Yulia, laureata in psicologia, gestiva un negozio di estetica, ha lasciato chiavi, soldi e prodotti dentro il negozio senza riuscire a ripassare dal locale. Natalia invece, direttrice di un asilo, prima di andarsene è tornata nella struttura per pagare tutti i collaboratori e dare loro la busta paga.
Natalia Tkachuk
«Ti porto tua figlia, ma poi io voglio tornare là» ha detto Natalia ad Ania che a sua volta però ha promesso a suo genero di badare alla madre e tenerla al sicuro. Il viaggio è durato quattro giorni: «c’erano donne che hanno affidato i figli a sconosciuti per farli passare al confine dove poi avrebbero riabbracciato dei familiari.
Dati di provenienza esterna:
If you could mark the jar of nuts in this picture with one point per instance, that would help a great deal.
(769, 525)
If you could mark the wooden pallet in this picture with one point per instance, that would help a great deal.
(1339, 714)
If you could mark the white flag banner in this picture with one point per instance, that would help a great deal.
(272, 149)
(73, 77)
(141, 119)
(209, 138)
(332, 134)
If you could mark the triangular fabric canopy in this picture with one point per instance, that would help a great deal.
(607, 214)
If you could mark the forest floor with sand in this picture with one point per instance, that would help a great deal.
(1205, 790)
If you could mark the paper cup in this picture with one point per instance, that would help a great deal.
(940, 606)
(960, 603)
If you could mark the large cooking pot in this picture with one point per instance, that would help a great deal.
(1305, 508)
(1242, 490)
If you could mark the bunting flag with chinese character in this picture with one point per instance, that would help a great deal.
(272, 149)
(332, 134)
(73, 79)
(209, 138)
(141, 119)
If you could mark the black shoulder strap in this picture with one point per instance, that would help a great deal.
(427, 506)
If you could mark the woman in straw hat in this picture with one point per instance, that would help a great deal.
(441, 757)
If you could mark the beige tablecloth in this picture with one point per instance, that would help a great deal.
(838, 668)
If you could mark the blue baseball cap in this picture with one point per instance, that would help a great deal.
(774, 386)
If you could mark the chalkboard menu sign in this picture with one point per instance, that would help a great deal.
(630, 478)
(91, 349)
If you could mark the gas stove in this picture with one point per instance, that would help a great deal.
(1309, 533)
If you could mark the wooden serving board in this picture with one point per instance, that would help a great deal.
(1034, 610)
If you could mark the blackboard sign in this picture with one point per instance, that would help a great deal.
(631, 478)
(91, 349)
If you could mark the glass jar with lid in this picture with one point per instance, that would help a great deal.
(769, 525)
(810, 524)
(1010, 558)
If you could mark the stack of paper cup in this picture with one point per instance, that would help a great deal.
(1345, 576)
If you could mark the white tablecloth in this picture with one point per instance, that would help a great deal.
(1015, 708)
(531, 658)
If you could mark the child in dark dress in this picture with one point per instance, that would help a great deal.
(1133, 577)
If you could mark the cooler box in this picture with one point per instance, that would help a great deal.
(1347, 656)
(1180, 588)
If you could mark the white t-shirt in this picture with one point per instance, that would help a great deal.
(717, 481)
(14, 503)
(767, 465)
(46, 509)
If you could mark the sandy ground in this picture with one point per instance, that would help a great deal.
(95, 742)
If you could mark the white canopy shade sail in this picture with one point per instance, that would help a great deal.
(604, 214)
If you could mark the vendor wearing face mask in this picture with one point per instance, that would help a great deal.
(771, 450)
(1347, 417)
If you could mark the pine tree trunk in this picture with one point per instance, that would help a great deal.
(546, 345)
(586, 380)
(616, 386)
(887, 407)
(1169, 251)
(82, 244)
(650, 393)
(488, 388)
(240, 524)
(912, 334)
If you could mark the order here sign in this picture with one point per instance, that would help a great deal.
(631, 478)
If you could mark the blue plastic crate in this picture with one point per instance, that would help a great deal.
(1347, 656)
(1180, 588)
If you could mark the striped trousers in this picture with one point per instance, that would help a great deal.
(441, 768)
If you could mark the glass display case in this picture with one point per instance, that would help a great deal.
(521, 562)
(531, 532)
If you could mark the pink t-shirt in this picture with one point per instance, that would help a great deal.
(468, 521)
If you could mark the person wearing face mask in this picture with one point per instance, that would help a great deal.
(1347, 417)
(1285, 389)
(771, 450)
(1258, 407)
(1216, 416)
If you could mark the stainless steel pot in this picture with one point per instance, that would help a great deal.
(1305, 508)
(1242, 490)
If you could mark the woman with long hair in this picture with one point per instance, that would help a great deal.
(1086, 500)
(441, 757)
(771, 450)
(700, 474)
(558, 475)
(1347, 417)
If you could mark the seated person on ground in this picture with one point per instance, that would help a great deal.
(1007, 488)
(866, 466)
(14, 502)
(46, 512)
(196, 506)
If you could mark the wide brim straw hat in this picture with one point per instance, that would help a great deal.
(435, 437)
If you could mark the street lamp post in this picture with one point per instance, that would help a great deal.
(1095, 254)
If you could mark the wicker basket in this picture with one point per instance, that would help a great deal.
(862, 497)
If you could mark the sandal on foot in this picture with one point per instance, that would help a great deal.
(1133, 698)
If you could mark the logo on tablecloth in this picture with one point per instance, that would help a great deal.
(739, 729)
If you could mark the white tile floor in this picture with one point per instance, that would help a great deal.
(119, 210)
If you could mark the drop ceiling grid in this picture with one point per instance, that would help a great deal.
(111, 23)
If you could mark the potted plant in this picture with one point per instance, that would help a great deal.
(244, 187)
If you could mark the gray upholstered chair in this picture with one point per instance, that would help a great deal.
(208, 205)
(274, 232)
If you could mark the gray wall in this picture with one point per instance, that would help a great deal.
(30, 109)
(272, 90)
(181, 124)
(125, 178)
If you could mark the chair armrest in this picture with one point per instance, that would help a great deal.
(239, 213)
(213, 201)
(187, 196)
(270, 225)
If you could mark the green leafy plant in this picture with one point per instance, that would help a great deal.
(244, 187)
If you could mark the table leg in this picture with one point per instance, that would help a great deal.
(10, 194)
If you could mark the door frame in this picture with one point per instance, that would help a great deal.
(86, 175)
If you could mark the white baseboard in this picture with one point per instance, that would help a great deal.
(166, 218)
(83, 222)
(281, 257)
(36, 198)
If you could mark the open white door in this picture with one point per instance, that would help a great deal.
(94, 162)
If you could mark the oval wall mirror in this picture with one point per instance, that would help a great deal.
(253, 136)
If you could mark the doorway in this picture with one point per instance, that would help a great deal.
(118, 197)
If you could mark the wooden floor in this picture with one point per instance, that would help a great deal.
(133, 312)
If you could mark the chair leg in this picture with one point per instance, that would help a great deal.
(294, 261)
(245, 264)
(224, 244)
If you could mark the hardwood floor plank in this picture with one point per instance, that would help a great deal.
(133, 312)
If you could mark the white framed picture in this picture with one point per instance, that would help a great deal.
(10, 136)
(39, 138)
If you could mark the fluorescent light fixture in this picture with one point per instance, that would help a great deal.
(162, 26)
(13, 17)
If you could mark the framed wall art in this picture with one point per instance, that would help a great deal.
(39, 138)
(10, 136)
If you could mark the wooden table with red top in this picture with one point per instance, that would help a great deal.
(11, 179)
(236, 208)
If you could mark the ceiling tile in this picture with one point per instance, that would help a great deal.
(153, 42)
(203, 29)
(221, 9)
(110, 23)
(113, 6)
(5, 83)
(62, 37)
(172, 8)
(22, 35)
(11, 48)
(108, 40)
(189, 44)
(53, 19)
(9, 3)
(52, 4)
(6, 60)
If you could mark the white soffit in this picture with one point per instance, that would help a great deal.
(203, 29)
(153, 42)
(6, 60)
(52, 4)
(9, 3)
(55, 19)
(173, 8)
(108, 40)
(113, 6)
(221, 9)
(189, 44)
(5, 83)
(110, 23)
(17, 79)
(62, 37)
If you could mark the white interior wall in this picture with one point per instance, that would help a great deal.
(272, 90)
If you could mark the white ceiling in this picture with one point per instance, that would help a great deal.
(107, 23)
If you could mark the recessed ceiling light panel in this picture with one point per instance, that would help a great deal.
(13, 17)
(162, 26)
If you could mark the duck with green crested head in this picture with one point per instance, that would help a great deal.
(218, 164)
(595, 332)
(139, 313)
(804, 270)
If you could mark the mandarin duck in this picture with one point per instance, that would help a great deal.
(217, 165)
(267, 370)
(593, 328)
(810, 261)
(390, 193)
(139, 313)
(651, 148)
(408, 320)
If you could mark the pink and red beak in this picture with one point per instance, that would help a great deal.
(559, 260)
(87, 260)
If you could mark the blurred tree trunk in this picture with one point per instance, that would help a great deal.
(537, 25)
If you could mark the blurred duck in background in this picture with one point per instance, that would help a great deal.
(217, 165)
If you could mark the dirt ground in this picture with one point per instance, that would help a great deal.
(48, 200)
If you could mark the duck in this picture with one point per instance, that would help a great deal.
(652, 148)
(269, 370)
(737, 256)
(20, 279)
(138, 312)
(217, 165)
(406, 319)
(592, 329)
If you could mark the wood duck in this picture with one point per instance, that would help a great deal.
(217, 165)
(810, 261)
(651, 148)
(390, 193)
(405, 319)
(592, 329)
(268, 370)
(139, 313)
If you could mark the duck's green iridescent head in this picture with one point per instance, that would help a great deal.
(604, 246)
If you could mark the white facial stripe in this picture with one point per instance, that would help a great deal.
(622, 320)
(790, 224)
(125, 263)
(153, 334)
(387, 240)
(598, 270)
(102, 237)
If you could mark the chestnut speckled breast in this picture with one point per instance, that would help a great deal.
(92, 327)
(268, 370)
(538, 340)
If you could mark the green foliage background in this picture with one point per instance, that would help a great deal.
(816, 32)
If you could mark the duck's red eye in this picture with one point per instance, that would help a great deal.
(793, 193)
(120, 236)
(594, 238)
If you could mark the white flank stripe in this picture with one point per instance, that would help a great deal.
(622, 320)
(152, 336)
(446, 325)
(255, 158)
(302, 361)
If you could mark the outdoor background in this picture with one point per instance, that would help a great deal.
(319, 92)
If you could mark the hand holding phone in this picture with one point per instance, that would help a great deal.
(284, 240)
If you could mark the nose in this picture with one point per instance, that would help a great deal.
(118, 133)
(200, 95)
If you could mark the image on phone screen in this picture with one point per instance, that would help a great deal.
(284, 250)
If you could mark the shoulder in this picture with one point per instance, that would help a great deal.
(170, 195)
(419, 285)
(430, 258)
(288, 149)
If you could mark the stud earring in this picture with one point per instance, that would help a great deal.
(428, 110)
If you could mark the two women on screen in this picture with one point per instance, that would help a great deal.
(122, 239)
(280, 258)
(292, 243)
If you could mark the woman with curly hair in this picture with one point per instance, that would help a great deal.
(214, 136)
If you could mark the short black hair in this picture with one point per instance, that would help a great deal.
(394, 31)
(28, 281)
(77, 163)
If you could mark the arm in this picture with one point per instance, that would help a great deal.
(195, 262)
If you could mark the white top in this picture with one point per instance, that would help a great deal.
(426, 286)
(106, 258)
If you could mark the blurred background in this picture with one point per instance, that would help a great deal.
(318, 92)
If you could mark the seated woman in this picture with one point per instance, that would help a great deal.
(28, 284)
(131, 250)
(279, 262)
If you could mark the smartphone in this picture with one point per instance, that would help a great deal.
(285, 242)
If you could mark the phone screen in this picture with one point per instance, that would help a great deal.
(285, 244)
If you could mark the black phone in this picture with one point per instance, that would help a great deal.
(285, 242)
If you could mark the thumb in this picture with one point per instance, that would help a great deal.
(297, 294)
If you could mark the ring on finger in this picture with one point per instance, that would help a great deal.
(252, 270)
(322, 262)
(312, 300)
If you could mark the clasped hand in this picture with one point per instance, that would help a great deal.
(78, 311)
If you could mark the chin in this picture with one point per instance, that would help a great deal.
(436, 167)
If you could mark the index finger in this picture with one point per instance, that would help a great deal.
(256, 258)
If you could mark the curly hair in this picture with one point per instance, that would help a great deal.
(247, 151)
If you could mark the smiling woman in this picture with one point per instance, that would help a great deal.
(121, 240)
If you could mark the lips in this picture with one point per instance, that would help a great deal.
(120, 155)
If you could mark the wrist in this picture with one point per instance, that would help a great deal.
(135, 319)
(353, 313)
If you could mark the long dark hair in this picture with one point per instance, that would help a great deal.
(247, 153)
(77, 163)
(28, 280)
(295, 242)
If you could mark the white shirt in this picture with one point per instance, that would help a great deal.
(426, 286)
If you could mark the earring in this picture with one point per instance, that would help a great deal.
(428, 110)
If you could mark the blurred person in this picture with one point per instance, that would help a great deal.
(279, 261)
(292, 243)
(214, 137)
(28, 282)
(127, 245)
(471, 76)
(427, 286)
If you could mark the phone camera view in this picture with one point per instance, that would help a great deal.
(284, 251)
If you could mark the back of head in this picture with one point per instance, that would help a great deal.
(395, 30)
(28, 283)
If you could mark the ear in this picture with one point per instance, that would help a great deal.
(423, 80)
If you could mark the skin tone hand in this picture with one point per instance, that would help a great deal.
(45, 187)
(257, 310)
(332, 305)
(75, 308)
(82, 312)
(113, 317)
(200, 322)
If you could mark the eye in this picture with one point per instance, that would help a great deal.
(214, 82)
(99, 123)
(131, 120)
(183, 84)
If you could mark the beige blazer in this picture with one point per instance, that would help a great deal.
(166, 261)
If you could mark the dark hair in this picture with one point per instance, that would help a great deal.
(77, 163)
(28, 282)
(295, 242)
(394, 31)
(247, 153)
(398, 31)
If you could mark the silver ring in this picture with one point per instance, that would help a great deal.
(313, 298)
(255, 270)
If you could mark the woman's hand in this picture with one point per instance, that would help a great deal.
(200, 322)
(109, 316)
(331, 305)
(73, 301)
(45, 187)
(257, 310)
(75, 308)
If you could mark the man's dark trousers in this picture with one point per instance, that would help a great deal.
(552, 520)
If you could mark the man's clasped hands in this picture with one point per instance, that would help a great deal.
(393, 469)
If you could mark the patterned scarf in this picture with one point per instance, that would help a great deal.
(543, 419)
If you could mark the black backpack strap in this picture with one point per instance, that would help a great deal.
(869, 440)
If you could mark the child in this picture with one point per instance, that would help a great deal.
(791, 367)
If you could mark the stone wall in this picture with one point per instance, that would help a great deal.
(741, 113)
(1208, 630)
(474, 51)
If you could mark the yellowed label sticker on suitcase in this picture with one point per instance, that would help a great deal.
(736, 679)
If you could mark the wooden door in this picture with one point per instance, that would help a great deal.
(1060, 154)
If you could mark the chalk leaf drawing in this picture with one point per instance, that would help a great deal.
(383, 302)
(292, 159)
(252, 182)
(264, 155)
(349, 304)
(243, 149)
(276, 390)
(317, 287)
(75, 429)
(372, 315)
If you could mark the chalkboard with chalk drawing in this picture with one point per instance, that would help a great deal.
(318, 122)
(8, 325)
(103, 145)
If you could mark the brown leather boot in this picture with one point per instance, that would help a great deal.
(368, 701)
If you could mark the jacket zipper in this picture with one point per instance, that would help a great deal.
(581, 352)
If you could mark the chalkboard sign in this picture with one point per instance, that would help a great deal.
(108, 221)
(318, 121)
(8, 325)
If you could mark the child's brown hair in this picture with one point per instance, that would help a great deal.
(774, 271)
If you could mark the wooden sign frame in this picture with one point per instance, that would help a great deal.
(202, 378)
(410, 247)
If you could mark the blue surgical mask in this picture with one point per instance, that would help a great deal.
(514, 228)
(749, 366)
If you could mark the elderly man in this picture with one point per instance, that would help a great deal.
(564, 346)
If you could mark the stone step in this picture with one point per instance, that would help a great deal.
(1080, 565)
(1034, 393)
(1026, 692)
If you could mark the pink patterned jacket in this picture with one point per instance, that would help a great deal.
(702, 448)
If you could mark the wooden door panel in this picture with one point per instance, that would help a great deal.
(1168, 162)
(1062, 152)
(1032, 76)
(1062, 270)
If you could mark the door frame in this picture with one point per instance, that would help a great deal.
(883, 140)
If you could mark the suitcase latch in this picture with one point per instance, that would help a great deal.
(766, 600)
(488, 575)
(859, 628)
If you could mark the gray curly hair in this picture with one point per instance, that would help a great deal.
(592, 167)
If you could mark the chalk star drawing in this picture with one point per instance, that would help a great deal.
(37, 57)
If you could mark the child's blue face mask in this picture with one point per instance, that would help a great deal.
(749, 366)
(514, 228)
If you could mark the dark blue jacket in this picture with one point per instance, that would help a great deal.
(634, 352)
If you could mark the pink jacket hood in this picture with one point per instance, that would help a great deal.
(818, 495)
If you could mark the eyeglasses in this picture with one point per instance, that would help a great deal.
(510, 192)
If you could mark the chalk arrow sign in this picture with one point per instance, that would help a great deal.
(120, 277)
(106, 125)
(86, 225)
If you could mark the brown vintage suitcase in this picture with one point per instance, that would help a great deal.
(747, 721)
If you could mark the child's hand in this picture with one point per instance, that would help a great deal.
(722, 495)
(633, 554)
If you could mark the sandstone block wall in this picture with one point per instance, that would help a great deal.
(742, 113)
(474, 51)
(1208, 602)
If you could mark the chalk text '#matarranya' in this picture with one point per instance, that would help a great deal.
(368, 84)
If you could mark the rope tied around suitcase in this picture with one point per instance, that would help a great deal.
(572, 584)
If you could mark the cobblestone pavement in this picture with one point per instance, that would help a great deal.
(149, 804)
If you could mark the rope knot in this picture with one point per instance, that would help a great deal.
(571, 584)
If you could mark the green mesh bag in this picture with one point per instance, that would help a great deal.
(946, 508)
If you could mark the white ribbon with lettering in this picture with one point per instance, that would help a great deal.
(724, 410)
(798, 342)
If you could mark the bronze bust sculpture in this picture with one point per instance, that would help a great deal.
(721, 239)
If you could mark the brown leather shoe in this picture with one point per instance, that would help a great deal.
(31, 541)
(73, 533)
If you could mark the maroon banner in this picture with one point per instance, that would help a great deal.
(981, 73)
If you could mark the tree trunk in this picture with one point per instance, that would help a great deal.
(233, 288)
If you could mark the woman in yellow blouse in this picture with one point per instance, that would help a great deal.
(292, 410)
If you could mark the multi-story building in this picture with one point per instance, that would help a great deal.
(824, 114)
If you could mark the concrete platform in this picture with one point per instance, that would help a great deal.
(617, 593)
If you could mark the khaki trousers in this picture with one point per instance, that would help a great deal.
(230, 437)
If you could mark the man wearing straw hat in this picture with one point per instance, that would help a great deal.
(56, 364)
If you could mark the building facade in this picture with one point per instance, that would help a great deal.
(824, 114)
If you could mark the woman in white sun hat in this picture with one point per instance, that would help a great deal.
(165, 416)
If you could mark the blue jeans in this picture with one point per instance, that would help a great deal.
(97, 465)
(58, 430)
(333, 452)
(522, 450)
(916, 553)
Nel bus eravamo in 96, di cui 50 bambini – proseguono le due donne – poi una volta arrivate in Polonia siamo state inviate ad un altro pullman che ci ha portato a Verona». E’ qui che Ania le ha raggiunte e portate a Civitanova dove sono arrivate ieri sera. E ora vorrebbero anche rendersi utili, poter fare le volontarie per i gruppi che in queste ore si stanno formando per portare aiuti e raccogliere materiale aiutare, a loro volta, coloro che vogliono raggiungere familiari e parenti nelle Marche. Il sollievo per essere in salvo non acquieta però il dolore e la lacerazione per ciò che sta vivendo la loro terra: «loro là stavano bene – continua Ania- avevano una vita agiata, mai si sarebbe immaginato di dover lasciare tutto e scappare. La situazione era tesa dal 2014, ma in qualche modo ci si era abituati a questa tensione, nessuno immaginava un’escalation così rapida. Ora con il corpo sono qui, ma con la testa sono rimaste là, siamo tutte perennemente attaccate ad un cellulare per avere notizie di amici e parenti, un solo messaggio perché spesso non c’è corrente, in attesa che ci scrivano “siamo ancora vivi”.